One of the hardest questions to ask oneself is: “Who am I?” We put immeasurable time and effort into curating a well-crafted identity, hoping to project an image of how we want the world to see us (and even how we wish to see ourselves).
The story of Joseph in Genesis 37 is one of identity loss. Before going to the land of Dothan, Joseph lived a life of relative privilege. His family owned land and had wealth, evidenced by a luxurious cloak that Joseph wore. In Hebrew culture, a cloak like Joseph’s was a symbol of identity. Colorful tunics were expensive and signaled that the cloak wearer was of a certain social class. His cloak likely also had long sleeves that covered his hands, meaning that he did not have to do manual labor, unlike his brothers who toiled as shepherds. And perhaps the most significantly, Joseph’s cloak was given to him by his father, indicating that he was loved and favored over his brothers.
Joseph’s cloak represented an identity of wealth, privilege and favor. But when Joseph went to Dothan, his brothers tore off his cloak and threw him into a cistern to die (later they decided instead to sell him off to slave traders).
And so it was in Dothan – a foreign and unfamiliar place – that Joseph was stripped of his identity.
Many of us are feeling that way now. Covid-19 has been our Dothan and we have felt our identities stripped away. We have lost the things we put our identity in – our jobs, apartments, communities, friends, and plans. These were our cloaks.
The challenge is that we find comfort – and even worth – in our cloaks, most of which are worn situationally. At work, we wear the smart, professional, capable cloak. With our friends, we wear the sociable and confident cloak. At church, we wear the smiley, wholesome, everything-is-going-well cloak. We have a closet full of cloaks and we don them so often that many of us have forgotten who the person under the cloak really is.
We struggle to answer the question, “Who am I?”
Parker Palmer wrote: “What a long time it can take to become the person one has always been! How often in the process we mask ourselves in faces that are not our own.”
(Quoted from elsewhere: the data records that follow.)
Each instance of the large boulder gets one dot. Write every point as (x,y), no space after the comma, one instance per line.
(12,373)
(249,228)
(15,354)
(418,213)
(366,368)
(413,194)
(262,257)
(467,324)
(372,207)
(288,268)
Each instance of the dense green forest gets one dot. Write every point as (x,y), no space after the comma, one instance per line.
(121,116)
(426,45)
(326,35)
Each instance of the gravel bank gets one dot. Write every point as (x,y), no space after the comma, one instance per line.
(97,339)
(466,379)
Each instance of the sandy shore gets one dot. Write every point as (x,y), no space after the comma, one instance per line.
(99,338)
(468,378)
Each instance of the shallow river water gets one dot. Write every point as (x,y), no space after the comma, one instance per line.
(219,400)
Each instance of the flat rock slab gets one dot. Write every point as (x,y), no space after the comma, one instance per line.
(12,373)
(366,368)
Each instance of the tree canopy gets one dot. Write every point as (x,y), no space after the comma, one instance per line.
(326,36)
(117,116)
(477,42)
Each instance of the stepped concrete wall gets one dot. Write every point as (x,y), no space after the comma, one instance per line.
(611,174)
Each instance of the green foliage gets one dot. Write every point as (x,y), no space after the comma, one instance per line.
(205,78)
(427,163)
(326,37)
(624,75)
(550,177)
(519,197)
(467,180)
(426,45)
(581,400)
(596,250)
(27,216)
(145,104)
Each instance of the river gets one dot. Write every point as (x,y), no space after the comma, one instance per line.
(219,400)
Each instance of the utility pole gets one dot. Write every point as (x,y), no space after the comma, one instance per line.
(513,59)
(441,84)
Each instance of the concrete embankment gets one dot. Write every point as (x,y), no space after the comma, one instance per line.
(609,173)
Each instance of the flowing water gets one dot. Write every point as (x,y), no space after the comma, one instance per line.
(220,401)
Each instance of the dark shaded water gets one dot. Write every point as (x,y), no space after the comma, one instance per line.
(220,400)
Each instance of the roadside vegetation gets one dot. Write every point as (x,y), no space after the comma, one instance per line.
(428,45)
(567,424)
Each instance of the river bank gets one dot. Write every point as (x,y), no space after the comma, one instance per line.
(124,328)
Soren Kiekegaard once said” “By the grace of God, I shall become myself.”
So, this is a reminder of where our true identity lies. Our worth is not measured by jobs, bank accounts or beauty. Our worth is found in an identity that cannot be stripped away.
We are children of God.
I John 3:1 tell us: “How great is the love the Father has lavished on us, that we should be called children of God! And that is what we are!”
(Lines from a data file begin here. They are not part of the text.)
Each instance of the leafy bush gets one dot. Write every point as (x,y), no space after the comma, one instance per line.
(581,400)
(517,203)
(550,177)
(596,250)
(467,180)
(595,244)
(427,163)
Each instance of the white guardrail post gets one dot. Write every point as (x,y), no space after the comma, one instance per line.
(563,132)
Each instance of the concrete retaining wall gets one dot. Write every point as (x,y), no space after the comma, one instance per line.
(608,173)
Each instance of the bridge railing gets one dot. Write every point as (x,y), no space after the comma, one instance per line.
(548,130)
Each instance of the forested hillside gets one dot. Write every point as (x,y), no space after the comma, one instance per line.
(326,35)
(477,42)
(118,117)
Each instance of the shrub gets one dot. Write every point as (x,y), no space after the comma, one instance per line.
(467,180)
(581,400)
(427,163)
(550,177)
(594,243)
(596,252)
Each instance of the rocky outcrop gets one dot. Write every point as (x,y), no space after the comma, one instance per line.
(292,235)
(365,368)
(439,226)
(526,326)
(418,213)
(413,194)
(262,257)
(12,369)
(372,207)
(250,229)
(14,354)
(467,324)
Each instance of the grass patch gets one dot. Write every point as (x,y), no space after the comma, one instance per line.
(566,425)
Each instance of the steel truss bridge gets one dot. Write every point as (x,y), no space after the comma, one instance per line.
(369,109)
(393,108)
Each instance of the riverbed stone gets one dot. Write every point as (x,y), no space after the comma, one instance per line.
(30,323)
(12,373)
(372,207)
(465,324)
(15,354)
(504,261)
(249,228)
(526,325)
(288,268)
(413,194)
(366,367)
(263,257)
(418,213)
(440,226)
When our identity is in God, our cloaks no longer define us. Our worth is not in the temporal, but the eternal. Our joy is not found in our circumstances, but in steadfast love of the Creator. And our confidence is not in the paths we find ourselves on but in the One who can make our paths straight as we follow Him.
We are children of God. And this is not just another cloak to occasionally wear (most likely on Sundays and major holidays); rather it is the “you” who has been hiding under those cloaks all along, the “you” that God desires to set free.